Question

In given figure ABCD is a quadrilateral; in which AB=AD. The bisector of $\angle BAC$ and $\angle CAD$ intersect the sides BC and CD at the points E and F respectively. Prove that EF||BD.

Answer 1

Given A quadrilateral ABCD in which AB=AD and the bisectors of $\angle BAC$ and $\angle CAD$ meet the sides BC and CD at E and F respectively.
To prove EF||BD

Construction Join AC, BD and EF.

Proof In $△CAB$, AE is the bisector of $\angle BAC$.

$\therefore$ $\frac{AC}{AB}=\frac{CE}{BE}$.......(i)

In $△ACD$, AF is the bisector of $\angle CAD$.

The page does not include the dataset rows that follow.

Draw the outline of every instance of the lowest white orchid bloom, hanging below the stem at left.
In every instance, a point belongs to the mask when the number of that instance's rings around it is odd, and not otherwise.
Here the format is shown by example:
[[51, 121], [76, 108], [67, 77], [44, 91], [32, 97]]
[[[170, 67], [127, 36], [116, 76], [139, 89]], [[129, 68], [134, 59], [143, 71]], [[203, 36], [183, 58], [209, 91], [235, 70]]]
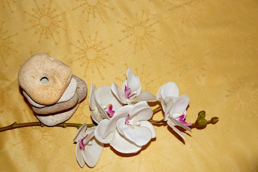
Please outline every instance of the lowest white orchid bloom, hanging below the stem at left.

$\therefore$ $\frac{AC}{AD}=\frac{CF}{DF}$

$\Rightarrow$ $\frac{AC}{AB}=\frac{CF}{DF}$ [$\because$ AD=AB]........(ii)

From (i) and (ii), we get

$\frac{CE}{BE}=\frac{CF}{DF}$

$\Rightarrow$ $\frac{CE}{EB}=\frac{CF}{FD}$

Thus, in $△CBD$, E and F divide the sides CB and CD respectively in the same ratio. Therefore, by the converse of Thale's Theorem, we have
$EF||BD$